Cardinal Robert Sarah, prefect of the Congregation for Divine Worship and the Discipline of the Sacraments, has asked all priests to return “as soon as possible” to celebrating Mass ad orientem, that is, facing east rather than towards the congregation.

The cardinal, making what many consider to be an historic announcement at this year’s Sacra Liturgia conference in London yesterday evening, said it is “very important" to reintroduce the practice universally, and suggested Advent this year would be a good time to do so.

He called on priests to “implement this practice wherever possible, with prudence and with the necessary catechesis”, but also with “confidence that this is something good for the Church, something good for our people.”

Up until the liturgical changes that followed the Second Vatican Council, priests in the Latin rite would only celebrate Mass ad orientem.

Cardinal Sarah also revealed in his talk that Pope Francis asked him in April to begin a study of the reform of the liturgical reform that followed the Council, and to investigate the possibilities of mutual enrichment between the older and newer forms of the Roman rite, first spoken of by Pope Benedict XVI.

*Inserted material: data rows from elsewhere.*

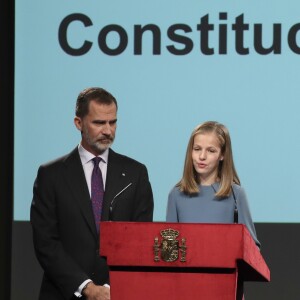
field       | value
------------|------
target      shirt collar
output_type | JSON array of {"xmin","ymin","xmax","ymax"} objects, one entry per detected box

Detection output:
[{"xmin": 78, "ymin": 144, "xmax": 109, "ymax": 165}]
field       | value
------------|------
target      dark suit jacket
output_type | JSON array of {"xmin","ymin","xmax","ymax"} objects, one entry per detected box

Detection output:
[{"xmin": 30, "ymin": 147, "xmax": 153, "ymax": 300}]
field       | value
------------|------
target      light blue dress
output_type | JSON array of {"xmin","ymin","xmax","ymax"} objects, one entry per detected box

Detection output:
[{"xmin": 166, "ymin": 183, "xmax": 260, "ymax": 247}]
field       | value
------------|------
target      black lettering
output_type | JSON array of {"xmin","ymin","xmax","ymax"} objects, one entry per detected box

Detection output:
[
  {"xmin": 197, "ymin": 15, "xmax": 214, "ymax": 55},
  {"xmin": 58, "ymin": 14, "xmax": 93, "ymax": 56},
  {"xmin": 98, "ymin": 24, "xmax": 128, "ymax": 56},
  {"xmin": 254, "ymin": 24, "xmax": 281, "ymax": 55},
  {"xmin": 134, "ymin": 24, "xmax": 161, "ymax": 55},
  {"xmin": 232, "ymin": 14, "xmax": 249, "ymax": 55},
  {"xmin": 288, "ymin": 23, "xmax": 300, "ymax": 54},
  {"xmin": 219, "ymin": 13, "xmax": 227, "ymax": 54},
  {"xmin": 167, "ymin": 24, "xmax": 194, "ymax": 55}
]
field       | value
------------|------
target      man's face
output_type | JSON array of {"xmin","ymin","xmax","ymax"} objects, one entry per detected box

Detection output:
[{"xmin": 74, "ymin": 100, "xmax": 117, "ymax": 156}]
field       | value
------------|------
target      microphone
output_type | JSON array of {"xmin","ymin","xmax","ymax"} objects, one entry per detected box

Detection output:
[
  {"xmin": 109, "ymin": 182, "xmax": 132, "ymax": 220},
  {"xmin": 231, "ymin": 187, "xmax": 239, "ymax": 224}
]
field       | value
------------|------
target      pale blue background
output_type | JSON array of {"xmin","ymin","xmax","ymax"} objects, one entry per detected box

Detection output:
[{"xmin": 14, "ymin": 0, "xmax": 300, "ymax": 222}]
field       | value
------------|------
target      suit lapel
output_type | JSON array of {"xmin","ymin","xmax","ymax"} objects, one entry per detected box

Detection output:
[
  {"xmin": 102, "ymin": 149, "xmax": 130, "ymax": 221},
  {"xmin": 64, "ymin": 147, "xmax": 98, "ymax": 238}
]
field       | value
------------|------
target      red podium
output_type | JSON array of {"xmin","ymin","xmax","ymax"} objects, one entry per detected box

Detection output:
[{"xmin": 100, "ymin": 222, "xmax": 270, "ymax": 300}]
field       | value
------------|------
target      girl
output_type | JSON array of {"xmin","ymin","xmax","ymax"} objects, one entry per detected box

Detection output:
[{"xmin": 166, "ymin": 121, "xmax": 260, "ymax": 247}]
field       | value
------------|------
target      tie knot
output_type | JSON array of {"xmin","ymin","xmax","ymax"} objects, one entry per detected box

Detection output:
[{"xmin": 93, "ymin": 156, "xmax": 102, "ymax": 166}]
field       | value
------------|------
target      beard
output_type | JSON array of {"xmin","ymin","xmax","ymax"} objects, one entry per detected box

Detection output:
[{"xmin": 82, "ymin": 128, "xmax": 115, "ymax": 154}]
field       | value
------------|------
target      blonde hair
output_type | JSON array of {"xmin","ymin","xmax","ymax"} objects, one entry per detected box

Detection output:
[{"xmin": 176, "ymin": 121, "xmax": 240, "ymax": 198}]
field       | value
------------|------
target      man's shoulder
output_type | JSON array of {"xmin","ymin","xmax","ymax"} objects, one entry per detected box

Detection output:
[
  {"xmin": 108, "ymin": 149, "xmax": 144, "ymax": 166},
  {"xmin": 41, "ymin": 147, "xmax": 79, "ymax": 168}
]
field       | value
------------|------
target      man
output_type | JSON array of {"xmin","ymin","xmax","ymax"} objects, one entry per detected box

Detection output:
[{"xmin": 30, "ymin": 88, "xmax": 153, "ymax": 300}]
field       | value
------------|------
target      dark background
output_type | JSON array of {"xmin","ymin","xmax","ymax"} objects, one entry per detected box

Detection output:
[{"xmin": 0, "ymin": 0, "xmax": 300, "ymax": 300}]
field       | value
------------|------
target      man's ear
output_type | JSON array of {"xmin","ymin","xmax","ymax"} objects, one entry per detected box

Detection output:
[{"xmin": 74, "ymin": 117, "xmax": 82, "ymax": 131}]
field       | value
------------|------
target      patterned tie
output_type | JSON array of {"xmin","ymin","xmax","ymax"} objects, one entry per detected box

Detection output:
[{"xmin": 91, "ymin": 157, "xmax": 104, "ymax": 232}]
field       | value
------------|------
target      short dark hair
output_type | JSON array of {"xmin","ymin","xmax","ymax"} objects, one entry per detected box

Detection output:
[{"xmin": 75, "ymin": 87, "xmax": 118, "ymax": 118}]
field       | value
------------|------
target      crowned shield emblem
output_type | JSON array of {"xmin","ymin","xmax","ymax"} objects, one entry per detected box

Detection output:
[{"xmin": 154, "ymin": 228, "xmax": 186, "ymax": 262}]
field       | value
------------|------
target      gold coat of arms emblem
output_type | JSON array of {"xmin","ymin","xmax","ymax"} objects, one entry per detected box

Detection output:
[{"xmin": 153, "ymin": 228, "xmax": 187, "ymax": 262}]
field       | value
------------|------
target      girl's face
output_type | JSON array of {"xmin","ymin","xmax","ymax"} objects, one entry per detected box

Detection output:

“This will be a delicate work and I ask for your patience and prayers,” Cardinal Sarah said. “But if we are to implement Sacrosanctum Concilium more faithfully, if we are to achieve what the Council desired, this is a serious question which must be carefully studied and acted on with the necessary clarity and prudence.”

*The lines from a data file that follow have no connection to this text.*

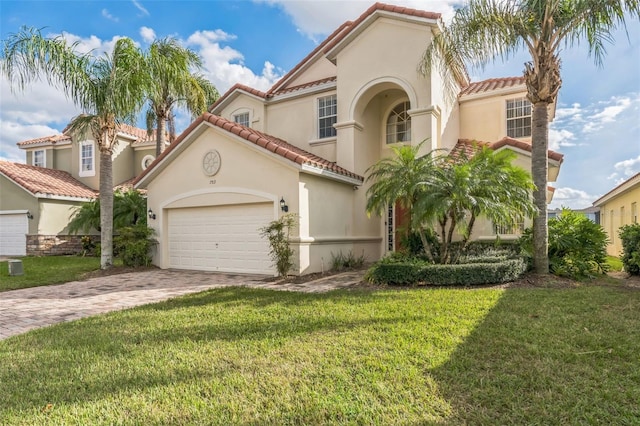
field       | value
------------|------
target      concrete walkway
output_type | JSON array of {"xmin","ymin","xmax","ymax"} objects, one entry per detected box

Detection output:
[{"xmin": 0, "ymin": 269, "xmax": 363, "ymax": 340}]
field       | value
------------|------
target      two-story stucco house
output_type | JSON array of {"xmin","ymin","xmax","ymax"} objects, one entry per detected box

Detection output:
[
  {"xmin": 135, "ymin": 3, "xmax": 562, "ymax": 274},
  {"xmin": 0, "ymin": 125, "xmax": 155, "ymax": 256},
  {"xmin": 593, "ymin": 173, "xmax": 640, "ymax": 256}
]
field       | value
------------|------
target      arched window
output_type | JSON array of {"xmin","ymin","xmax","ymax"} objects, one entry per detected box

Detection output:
[{"xmin": 387, "ymin": 102, "xmax": 411, "ymax": 144}]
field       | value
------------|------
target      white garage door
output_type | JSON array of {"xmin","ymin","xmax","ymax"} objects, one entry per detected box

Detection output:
[
  {"xmin": 0, "ymin": 212, "xmax": 29, "ymax": 256},
  {"xmin": 168, "ymin": 203, "xmax": 274, "ymax": 275}
]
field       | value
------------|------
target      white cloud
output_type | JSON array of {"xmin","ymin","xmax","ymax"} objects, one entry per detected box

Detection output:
[
  {"xmin": 549, "ymin": 188, "xmax": 597, "ymax": 210},
  {"xmin": 613, "ymin": 155, "xmax": 640, "ymax": 178},
  {"xmin": 140, "ymin": 27, "xmax": 156, "ymax": 43},
  {"xmin": 583, "ymin": 96, "xmax": 632, "ymax": 133},
  {"xmin": 131, "ymin": 0, "xmax": 149, "ymax": 16},
  {"xmin": 187, "ymin": 30, "xmax": 284, "ymax": 93},
  {"xmin": 549, "ymin": 128, "xmax": 578, "ymax": 151},
  {"xmin": 102, "ymin": 9, "xmax": 118, "ymax": 22},
  {"xmin": 264, "ymin": 0, "xmax": 460, "ymax": 42}
]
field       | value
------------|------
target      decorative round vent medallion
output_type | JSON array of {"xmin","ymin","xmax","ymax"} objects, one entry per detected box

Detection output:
[{"xmin": 202, "ymin": 149, "xmax": 222, "ymax": 176}]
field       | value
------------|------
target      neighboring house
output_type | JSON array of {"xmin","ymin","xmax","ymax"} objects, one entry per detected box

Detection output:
[
  {"xmin": 593, "ymin": 173, "xmax": 640, "ymax": 256},
  {"xmin": 135, "ymin": 3, "xmax": 562, "ymax": 274},
  {"xmin": 0, "ymin": 125, "xmax": 155, "ymax": 256}
]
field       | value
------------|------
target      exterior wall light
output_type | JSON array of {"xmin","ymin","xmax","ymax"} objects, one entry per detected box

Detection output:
[{"xmin": 280, "ymin": 197, "xmax": 289, "ymax": 213}]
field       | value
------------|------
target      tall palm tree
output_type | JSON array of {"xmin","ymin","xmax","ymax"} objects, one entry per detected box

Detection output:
[
  {"xmin": 2, "ymin": 27, "xmax": 147, "ymax": 269},
  {"xmin": 145, "ymin": 37, "xmax": 219, "ymax": 157},
  {"xmin": 420, "ymin": 0, "xmax": 640, "ymax": 274},
  {"xmin": 366, "ymin": 144, "xmax": 436, "ymax": 260}
]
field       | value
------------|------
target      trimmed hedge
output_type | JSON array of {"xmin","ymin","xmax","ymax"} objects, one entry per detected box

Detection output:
[{"xmin": 365, "ymin": 258, "xmax": 527, "ymax": 285}]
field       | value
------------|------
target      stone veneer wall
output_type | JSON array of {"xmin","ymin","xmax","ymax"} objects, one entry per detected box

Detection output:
[{"xmin": 27, "ymin": 235, "xmax": 100, "ymax": 256}]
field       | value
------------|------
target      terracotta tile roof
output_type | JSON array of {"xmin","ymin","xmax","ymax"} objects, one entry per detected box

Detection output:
[
  {"xmin": 324, "ymin": 3, "xmax": 442, "ymax": 52},
  {"xmin": 16, "ymin": 133, "xmax": 71, "ymax": 146},
  {"xmin": 16, "ymin": 124, "xmax": 156, "ymax": 147},
  {"xmin": 0, "ymin": 161, "xmax": 97, "ymax": 198},
  {"xmin": 209, "ymin": 83, "xmax": 267, "ymax": 111},
  {"xmin": 133, "ymin": 112, "xmax": 364, "ymax": 185},
  {"xmin": 267, "ymin": 76, "xmax": 338, "ymax": 97},
  {"xmin": 460, "ymin": 77, "xmax": 524, "ymax": 96},
  {"xmin": 451, "ymin": 136, "xmax": 564, "ymax": 163}
]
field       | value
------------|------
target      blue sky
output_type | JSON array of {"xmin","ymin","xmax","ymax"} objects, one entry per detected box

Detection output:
[{"xmin": 0, "ymin": 0, "xmax": 640, "ymax": 208}]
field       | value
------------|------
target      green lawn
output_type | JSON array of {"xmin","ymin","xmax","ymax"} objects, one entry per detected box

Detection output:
[
  {"xmin": 0, "ymin": 256, "xmax": 112, "ymax": 291},
  {"xmin": 0, "ymin": 280, "xmax": 640, "ymax": 425}
]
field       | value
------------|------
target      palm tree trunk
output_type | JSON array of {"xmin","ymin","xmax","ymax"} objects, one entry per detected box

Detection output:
[
  {"xmin": 531, "ymin": 102, "xmax": 549, "ymax": 274},
  {"xmin": 156, "ymin": 115, "xmax": 166, "ymax": 158},
  {"xmin": 100, "ymin": 150, "xmax": 113, "ymax": 269}
]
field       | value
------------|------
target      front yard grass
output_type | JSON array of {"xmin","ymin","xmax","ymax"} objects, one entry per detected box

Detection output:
[
  {"xmin": 0, "ymin": 256, "xmax": 115, "ymax": 291},
  {"xmin": 0, "ymin": 280, "xmax": 640, "ymax": 425}
]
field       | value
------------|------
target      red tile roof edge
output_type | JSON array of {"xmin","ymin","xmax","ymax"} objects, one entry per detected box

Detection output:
[
  {"xmin": 459, "ymin": 76, "xmax": 525, "ymax": 96},
  {"xmin": 267, "ymin": 21, "xmax": 353, "ymax": 94},
  {"xmin": 0, "ymin": 161, "xmax": 98, "ymax": 198},
  {"xmin": 324, "ymin": 3, "xmax": 442, "ymax": 52},
  {"xmin": 133, "ymin": 112, "xmax": 364, "ymax": 185},
  {"xmin": 451, "ymin": 136, "xmax": 564, "ymax": 163}
]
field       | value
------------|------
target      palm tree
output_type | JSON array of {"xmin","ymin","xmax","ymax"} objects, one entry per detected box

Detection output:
[
  {"xmin": 366, "ymin": 144, "xmax": 444, "ymax": 261},
  {"xmin": 2, "ymin": 27, "xmax": 148, "ymax": 269},
  {"xmin": 420, "ymin": 0, "xmax": 640, "ymax": 274},
  {"xmin": 145, "ymin": 37, "xmax": 219, "ymax": 157},
  {"xmin": 414, "ymin": 146, "xmax": 535, "ymax": 263}
]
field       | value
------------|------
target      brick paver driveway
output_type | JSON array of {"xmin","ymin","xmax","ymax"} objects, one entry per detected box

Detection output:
[{"xmin": 0, "ymin": 269, "xmax": 362, "ymax": 339}]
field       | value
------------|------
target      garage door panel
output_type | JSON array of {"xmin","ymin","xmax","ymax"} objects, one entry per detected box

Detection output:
[{"xmin": 168, "ymin": 203, "xmax": 274, "ymax": 274}]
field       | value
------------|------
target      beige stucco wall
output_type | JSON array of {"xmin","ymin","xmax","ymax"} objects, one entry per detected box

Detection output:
[
  {"xmin": 0, "ymin": 175, "xmax": 40, "ymax": 234},
  {"xmin": 51, "ymin": 145, "xmax": 72, "ymax": 172},
  {"xmin": 37, "ymin": 198, "xmax": 82, "ymax": 235},
  {"xmin": 219, "ymin": 93, "xmax": 269, "ymax": 133},
  {"xmin": 147, "ymin": 125, "xmax": 298, "ymax": 268},
  {"xmin": 600, "ymin": 183, "xmax": 640, "ymax": 256},
  {"xmin": 460, "ymin": 90, "xmax": 531, "ymax": 142}
]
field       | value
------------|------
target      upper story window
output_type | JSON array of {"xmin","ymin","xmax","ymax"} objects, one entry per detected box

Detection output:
[
  {"xmin": 233, "ymin": 112, "xmax": 249, "ymax": 127},
  {"xmin": 318, "ymin": 95, "xmax": 338, "ymax": 139},
  {"xmin": 32, "ymin": 149, "xmax": 47, "ymax": 167},
  {"xmin": 507, "ymin": 98, "xmax": 531, "ymax": 138},
  {"xmin": 78, "ymin": 141, "xmax": 96, "ymax": 176},
  {"xmin": 387, "ymin": 102, "xmax": 411, "ymax": 144}
]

Here below are the words from Cardinal Sarah's talk regarding his wish that all priests begin celebrating Mass ad orientem:

“I want to make an appeal to all priests. You may have read my article in L’Osservatore Romano one year ago (12 June 2015) or my interview with the journal Famille Chrétienne in May of this year. On both occasions I said that I believe that it is very important that we return as soon as possible to a common orientation, of priests and the faithful turned together in the same direction—Eastwards or at least towards the apse—to the Lord who comes, in those parts of the liturgical rites when we are addressing God. This practice is permitted by current liturgical legislation. It is perfectly legitimate in the modern rite. Indeed, I think it is a very important step in ensuring that in our celebrations the Lord is truly at the centre.

…And so, dear Fathers, I ask you to implement this practice wherever possible, with prudence and with the necessary catechesis, certainly, but also with a pastor’s confidence that this is something good for the Church, something good for our people. Your own pastoral judgement will determine how and when this is possible, but perhaps beginning this on the first Sunday of Advent this year, when we attend ‘the Lord who will come’ and ‘who will not delay’ (see: Introit, Mass of Wednesday of the first week of Advent) may be a very good time to do this. Dear Fathers, we should listen again to the lament of God proclaimed by the prophet Jeremiah: “they have turned their back to me” (2:27). Let us turn again towards the Lord!

…I would like to appeal also to my brother bishops: please lead your priests and people towards the Lord in this way, particularly at large celebrations in your dioceses and in your cathedral. Please form your seminarians in the reality that we are not called to the priesthood to be at the centre of liturgical worship ourselves, but to lead Christ’s faithful to him as fellow worshippers. Please facilitate this simple but profound reform in your dioceses, your cathedrals, your parishes and your seminaries.”